From under the churning Pacific last week came the sound of a human voice: "Greetings, earth people." Far from a Jules Verne fantasy, it was the breezy salutation of one of the men of Sealab II, the U.S.'s capsule in inner space 205 ft. down on the ocean floor, one-half mile off the coast near La Jolla, Calif. The ten aquanauts on board, led there two weeks ago by Astronaut-turned-Aquanaut Scott Carpenter, were winding up the first part of a 45-day adventure that aims to discover man's capacity to live comfortably and work effectively at the lower depths.
A project of the U.S. Navy and the University of California's Scripps Institution of Oceanography, Sealab is the nation's most ambitious effort thus far to explore and eventually exploit the ocean's great store of food, oil and mineral resources. In Sealab I, which sub merged last year off Bermuda, four Navymen proved that they could stay down at 192 ft. for nine days. Now three teams of ten aquanauts each plan to stay underwater for 15 days at a stretch, with Carpenter remaining a whole month.
Sealab II will enable the U.S. partly to catch up with, and in several respects to exceed, the undersea exploits of France's Jacques-Yves Cousteau (TIME cover, March 28, 1960). He has stationed teams of divers at 80 ft. for one week.

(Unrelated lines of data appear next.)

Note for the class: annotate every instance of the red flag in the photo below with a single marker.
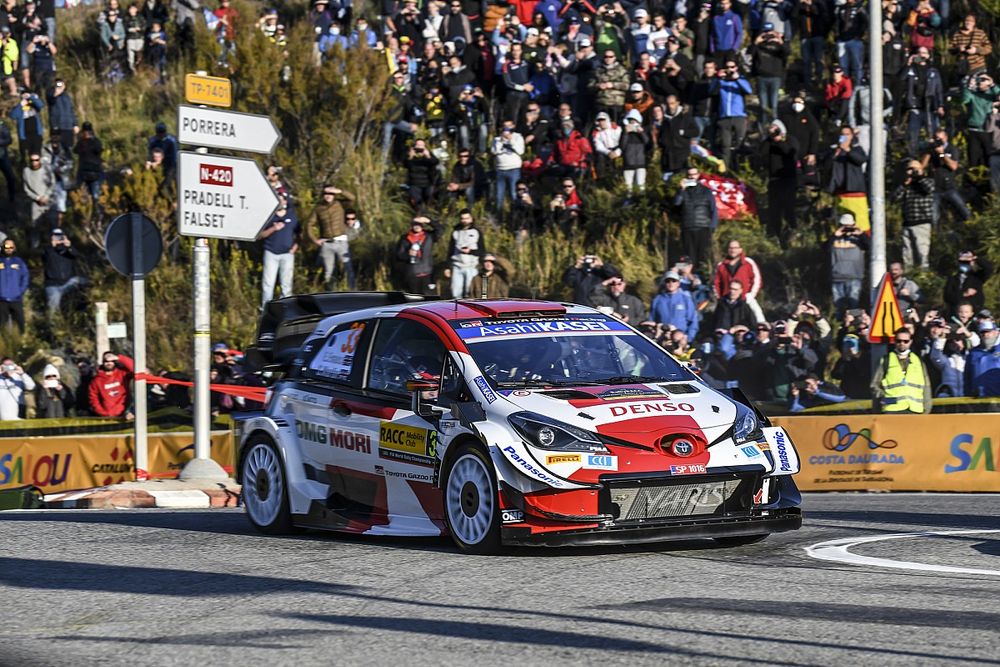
(733, 197)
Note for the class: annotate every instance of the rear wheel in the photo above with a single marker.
(265, 491)
(472, 508)
(740, 540)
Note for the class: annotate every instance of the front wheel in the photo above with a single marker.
(265, 492)
(472, 507)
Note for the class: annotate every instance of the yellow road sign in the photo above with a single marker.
(214, 91)
(886, 316)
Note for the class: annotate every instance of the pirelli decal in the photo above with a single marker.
(407, 443)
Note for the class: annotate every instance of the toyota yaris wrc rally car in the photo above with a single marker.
(500, 422)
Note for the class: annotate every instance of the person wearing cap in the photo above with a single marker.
(779, 155)
(966, 284)
(847, 248)
(900, 384)
(109, 392)
(770, 57)
(14, 280)
(674, 307)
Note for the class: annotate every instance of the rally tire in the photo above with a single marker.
(265, 487)
(740, 540)
(471, 502)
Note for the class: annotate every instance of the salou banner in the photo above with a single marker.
(733, 197)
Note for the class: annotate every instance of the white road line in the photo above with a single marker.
(838, 552)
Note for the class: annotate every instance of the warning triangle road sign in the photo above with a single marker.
(886, 316)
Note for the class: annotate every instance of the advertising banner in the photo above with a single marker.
(896, 452)
(64, 463)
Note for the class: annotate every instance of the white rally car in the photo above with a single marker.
(500, 422)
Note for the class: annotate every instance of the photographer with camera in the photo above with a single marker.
(14, 382)
(916, 194)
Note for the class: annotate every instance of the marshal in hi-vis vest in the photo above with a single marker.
(903, 391)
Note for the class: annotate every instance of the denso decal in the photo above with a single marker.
(407, 443)
(527, 467)
(601, 462)
(650, 408)
(318, 433)
(484, 387)
(688, 469)
(562, 458)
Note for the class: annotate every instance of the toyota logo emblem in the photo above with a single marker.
(682, 447)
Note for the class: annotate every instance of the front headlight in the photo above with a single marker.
(546, 433)
(746, 428)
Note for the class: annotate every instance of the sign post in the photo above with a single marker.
(223, 198)
(134, 247)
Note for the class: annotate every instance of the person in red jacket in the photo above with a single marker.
(737, 266)
(109, 393)
(572, 151)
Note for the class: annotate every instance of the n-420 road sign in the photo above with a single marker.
(222, 197)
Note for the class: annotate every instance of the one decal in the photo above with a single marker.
(512, 516)
(320, 434)
(688, 469)
(562, 458)
(601, 462)
(407, 443)
(485, 388)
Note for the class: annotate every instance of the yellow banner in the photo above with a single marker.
(947, 452)
(64, 463)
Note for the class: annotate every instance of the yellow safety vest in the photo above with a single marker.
(903, 391)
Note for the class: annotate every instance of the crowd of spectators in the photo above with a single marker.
(521, 109)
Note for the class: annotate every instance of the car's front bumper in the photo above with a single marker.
(776, 521)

This week, in his third major project, six French divers in a spherical capsule will live for 15 days at 330 ft. in the sea off the Riviera resort at Cap Ferrat.
Papa Topside. Built at a cost of $850,000, Sealab II is a 12-ft. by 57-ft. steel cylinder that houses a well-equipped scientific and medical labo ratory, a compact galley and a dining area with bunks lining the walls. Standing by on the surface is a support barge linked to Sealab by an umbilical cable for power and communications. From the barge, Navy Captain George F. Bond, 50, whom the aquanauts call "Papa Topside," bosses the exercise, chats with them by intercom and observes them by closed-circuit television.
Topside keeps a careful watch over the aquanauts' condition. Each morning the doctor on board Sealab takes blood, saliva and urine samples, checks the aquanauts' heartbeats, brain waves and blood pressures. The aquanauts are tested for sight and hearing, strength and coordination. At night each man sits down to an Electrowriter to file a confidential report to the surface on how he feels and, as Bond says, "what stinks about the program."
Topsy-Turvy Life. Supplies are lowered to Sealab in a small, pressurized capsulean aquatic dumbwaiter that brings in such goodies as chocolate cake and fresh meat to supplement the aquanauts' stock of freeze-dried food. The men can watch commercial TV but prefer to peer out the portholes at the fish looking in at them. During the flight of Gemini 5, Aquanaut Carpenter even chatted directly with Astronaut Gordon Cooper. In case of emergency, the men could get power and fresh water from a tube linking them to shore, and they could surface in a 14-ft. capsule anchored outside the Sealab.